A Traditional Irish Celebration
Posted at 6:26 PM, Jan 04, 2020
and last updated 2020-01-04 20:26:56-05

BILLINGS — The Billings First Church echoed today with prayer and chants about self-love and appreciation.

"Feast of the Epiphany," as it was originally named, originated from Irish tradition.

Commonly referred to as "Women's Christmas," the celebration honors women and the work they put in during the holidays.

"The origin of women's Christmas is an Irish custom.
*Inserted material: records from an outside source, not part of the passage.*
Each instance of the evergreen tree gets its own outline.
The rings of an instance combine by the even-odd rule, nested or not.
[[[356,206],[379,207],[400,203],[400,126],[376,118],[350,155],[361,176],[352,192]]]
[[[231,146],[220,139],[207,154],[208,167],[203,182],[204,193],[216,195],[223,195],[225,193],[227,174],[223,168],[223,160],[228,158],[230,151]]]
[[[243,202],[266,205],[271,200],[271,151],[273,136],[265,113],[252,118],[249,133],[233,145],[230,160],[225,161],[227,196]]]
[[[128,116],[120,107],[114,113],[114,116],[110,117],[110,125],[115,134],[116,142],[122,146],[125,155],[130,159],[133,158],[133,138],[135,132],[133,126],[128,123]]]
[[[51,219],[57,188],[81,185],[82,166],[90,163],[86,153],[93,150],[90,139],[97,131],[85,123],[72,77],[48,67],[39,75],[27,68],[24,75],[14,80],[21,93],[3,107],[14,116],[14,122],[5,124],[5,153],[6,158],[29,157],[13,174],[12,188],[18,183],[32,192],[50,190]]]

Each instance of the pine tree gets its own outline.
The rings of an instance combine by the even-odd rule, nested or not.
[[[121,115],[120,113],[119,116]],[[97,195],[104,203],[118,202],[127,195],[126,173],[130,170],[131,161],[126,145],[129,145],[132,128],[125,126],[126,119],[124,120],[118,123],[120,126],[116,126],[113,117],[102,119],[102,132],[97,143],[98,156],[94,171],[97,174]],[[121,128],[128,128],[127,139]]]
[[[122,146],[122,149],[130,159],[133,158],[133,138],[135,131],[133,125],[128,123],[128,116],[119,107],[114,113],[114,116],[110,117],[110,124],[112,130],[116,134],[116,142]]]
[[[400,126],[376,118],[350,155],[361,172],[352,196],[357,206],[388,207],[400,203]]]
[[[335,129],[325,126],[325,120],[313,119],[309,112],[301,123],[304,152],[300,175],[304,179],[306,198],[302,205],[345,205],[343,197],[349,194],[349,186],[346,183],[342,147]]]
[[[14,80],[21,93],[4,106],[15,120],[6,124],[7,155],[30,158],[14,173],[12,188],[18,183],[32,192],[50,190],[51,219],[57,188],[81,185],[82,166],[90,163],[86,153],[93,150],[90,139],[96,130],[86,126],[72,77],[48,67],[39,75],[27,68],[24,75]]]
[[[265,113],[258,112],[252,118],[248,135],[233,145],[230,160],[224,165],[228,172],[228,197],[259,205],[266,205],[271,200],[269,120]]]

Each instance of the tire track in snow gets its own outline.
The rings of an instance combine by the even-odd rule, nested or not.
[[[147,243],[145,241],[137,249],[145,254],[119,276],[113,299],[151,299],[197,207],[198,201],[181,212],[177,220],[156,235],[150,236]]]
In some counties, the men would give the women the day off, when Christmas was over on January 6th," said Barbara Gulick, organizer of the event.

The men would give their wives the day off to spend with the other women in their community.

The time allowed for women to bond with one another.

Traditionally, the wives would sew and gossip about the past holiday and everything that happened while they were away from one another.

She also said that this has been going on in some form or another for the past five to seven years at the Billings First Church in Downtown Billings.

The women at the Billings church have taken their own interpretation of the holiday, as a way for women to take care of themselves after giving to everyone else over the long Christmas festivities.

"It's good for the heart, good for the soul," said one event goer.

Although, the women didn't do any sewing throughout the day, instead they painted on small canvases for personal artwork.

"We had about 22 women come today, that seems to be the magic number. This is about the amount we get every year, but the women are always different, always unique," said Gulick.